Les prisons américaines créent une base de données massive de voix des prisonniers

Les prisonniers peuvent même ne pas être conscients que leurs voix font partie du programme de reconnaissance vocale.

Les prisons américaines créent une base de données massive sur les voix des prisonniers

Les voix des prisonniers dans les prisons américaines seraient utilisées pour constituer à leur insu une base de données gigantesque «d’empreinte vocale».

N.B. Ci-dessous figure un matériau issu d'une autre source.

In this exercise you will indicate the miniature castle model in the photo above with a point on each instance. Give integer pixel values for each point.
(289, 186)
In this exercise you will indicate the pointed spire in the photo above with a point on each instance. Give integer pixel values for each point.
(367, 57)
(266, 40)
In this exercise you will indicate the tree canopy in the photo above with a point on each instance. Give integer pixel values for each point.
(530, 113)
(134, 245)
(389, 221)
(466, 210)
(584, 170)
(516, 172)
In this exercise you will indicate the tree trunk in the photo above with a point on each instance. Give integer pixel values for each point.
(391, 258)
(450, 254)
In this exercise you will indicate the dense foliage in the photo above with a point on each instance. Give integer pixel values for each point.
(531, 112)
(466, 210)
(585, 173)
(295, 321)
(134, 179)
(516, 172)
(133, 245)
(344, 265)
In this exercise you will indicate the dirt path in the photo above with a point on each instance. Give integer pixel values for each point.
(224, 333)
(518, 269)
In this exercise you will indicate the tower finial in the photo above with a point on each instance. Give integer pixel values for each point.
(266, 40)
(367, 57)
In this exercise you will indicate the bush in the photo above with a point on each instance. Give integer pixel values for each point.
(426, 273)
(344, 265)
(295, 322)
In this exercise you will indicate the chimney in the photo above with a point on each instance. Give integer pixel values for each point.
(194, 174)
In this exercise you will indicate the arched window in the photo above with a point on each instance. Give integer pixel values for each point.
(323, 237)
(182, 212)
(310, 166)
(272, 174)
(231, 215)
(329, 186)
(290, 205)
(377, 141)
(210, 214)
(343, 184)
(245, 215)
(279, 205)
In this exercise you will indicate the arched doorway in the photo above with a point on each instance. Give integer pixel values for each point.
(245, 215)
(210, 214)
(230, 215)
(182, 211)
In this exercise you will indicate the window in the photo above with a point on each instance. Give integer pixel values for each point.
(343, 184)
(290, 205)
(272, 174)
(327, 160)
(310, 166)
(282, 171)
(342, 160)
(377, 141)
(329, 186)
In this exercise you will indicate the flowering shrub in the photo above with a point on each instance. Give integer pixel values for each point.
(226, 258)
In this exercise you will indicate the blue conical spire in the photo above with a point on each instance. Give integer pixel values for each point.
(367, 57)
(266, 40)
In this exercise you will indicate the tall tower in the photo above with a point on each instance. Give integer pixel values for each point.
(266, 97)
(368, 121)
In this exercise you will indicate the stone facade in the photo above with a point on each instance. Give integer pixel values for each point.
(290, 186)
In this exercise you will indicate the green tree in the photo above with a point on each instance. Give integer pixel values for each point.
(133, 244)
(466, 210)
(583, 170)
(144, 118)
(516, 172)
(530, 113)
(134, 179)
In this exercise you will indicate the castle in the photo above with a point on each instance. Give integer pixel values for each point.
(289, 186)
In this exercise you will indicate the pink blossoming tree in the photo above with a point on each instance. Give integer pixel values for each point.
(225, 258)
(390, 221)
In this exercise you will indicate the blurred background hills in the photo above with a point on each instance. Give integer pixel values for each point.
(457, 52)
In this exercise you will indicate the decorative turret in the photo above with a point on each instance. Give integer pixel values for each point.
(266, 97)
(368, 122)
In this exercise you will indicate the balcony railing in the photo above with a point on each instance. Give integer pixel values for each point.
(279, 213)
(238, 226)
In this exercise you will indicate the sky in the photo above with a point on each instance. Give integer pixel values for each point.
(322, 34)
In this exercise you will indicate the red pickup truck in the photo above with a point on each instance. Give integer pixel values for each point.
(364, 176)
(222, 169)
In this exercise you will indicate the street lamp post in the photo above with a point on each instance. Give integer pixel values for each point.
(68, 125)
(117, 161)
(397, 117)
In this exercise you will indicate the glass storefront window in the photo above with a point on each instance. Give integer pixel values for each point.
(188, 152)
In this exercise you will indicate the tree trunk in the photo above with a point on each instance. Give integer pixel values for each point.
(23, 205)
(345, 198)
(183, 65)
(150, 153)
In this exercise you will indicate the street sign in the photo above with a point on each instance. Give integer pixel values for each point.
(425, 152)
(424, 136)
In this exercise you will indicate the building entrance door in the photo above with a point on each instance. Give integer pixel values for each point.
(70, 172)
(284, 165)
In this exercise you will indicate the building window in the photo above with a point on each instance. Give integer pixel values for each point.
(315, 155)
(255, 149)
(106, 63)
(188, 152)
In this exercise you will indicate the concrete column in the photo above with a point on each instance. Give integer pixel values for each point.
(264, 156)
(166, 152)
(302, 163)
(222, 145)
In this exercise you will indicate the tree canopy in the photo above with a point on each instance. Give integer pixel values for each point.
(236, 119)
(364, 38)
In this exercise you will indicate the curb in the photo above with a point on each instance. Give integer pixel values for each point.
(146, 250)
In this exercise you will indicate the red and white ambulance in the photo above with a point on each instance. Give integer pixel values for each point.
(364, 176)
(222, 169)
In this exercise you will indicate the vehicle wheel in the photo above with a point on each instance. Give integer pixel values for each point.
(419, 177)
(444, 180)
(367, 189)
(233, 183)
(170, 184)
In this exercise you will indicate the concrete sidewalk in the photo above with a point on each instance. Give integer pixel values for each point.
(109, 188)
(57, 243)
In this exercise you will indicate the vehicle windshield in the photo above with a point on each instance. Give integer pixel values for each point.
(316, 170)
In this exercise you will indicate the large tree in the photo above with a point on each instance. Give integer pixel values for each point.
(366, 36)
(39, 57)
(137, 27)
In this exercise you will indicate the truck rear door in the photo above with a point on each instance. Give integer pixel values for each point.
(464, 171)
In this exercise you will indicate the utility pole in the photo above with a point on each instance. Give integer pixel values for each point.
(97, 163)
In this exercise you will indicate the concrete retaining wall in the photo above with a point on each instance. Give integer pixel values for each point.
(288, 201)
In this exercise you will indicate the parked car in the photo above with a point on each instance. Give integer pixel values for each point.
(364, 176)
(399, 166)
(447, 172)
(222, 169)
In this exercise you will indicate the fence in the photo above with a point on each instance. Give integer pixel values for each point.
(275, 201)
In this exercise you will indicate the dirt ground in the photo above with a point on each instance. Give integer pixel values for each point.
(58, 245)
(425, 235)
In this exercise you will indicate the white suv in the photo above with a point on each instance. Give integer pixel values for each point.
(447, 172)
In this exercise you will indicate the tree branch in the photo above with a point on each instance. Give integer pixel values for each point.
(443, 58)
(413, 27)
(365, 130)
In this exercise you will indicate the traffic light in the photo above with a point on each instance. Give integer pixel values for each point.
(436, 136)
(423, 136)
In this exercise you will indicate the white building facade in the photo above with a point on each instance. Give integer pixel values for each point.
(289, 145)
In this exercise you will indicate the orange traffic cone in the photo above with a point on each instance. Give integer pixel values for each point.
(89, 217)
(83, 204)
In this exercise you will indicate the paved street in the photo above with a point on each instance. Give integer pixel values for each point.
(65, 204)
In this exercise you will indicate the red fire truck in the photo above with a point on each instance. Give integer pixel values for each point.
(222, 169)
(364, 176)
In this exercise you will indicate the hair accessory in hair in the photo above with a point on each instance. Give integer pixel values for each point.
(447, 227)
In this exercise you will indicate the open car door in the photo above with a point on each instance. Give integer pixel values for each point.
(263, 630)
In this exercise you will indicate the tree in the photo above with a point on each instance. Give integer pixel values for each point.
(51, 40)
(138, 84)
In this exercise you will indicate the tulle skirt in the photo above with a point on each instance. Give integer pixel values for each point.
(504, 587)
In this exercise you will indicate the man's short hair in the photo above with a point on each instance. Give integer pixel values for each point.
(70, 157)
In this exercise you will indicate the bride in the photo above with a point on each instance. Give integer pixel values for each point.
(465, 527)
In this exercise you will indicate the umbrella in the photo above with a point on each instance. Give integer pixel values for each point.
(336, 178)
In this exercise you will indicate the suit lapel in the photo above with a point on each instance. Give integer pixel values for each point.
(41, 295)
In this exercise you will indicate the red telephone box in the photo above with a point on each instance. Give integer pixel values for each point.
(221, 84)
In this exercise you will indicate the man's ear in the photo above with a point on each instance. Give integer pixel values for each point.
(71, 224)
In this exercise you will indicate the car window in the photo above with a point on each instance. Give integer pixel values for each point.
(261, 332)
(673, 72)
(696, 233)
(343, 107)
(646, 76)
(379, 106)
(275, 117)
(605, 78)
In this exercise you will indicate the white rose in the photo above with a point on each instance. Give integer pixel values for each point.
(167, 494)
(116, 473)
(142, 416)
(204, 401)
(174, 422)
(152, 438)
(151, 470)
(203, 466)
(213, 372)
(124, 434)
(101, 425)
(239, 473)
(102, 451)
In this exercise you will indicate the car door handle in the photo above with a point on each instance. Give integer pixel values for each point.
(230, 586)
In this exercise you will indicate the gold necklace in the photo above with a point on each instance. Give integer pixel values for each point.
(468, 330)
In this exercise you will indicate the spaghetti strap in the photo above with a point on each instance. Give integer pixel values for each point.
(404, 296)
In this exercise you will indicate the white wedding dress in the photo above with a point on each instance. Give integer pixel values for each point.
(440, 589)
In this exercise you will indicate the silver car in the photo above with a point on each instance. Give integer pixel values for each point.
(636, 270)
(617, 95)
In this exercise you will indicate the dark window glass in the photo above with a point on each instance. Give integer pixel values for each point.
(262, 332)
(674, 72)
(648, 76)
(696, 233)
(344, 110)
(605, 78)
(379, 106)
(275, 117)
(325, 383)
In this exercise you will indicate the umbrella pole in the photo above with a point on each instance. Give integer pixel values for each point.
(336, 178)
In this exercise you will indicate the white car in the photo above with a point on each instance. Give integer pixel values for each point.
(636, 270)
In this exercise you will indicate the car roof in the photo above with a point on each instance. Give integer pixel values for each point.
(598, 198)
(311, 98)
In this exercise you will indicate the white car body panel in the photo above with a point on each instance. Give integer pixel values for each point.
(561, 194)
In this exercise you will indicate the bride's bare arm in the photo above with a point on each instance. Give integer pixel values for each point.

Selon le site «The Intercept», les prisons de New York, du Texas, de la Floride, de l’Arkansas et de l’Arizona utilisent activement une technologie de reconnaissance vocale capable d’extraire et de numériser des voix afin de créer des signatures biométriques uniques et identifiables, appelées empreintes vocales.

Le système permet aux prisons de suivre les appels téléphoniques et de rechercher les communications précédentes pour la même voix d’une personne en particulier. Les conversations qui présentent des soupçons peuvent être signalées.

Le rapport Intercept affirme que la technologie a été développée à l’origine par une subvention du ministère de la Défense en tant qu’outil permettant de suivre des activités terroristes potentielles. Il a ensuite été vendu aux prisons comme moyen de constituer une base de données sur les personnes incarcérées.

Des prisonniers contraints de participer au programme

Un détenu de la prison Sing Sing de New York a déclaré à Intercept qu’il lui avait été dit de lire un ensemble de phrases qui seraient utilisées pour créer une empreinte vocale. Le prisonnier a été informé que s’il ne se conformait pas à la demande de révocation de ses privilèges téléphoniques. Il semble que les données soient conservées même après la sortie des prisonniers de prison et que les voix des personnes entrant dans les prisons ont également été enregistrées et stockées.É

Les organisations de défense des libertés civiles craignent que les détenus ne soient obligés de donner leur permission pour enregistrer leurs données ou, dans les pires scénarios, qu’ils ne soient pas informés du tout qu’ils sont ajoutés à une base de données.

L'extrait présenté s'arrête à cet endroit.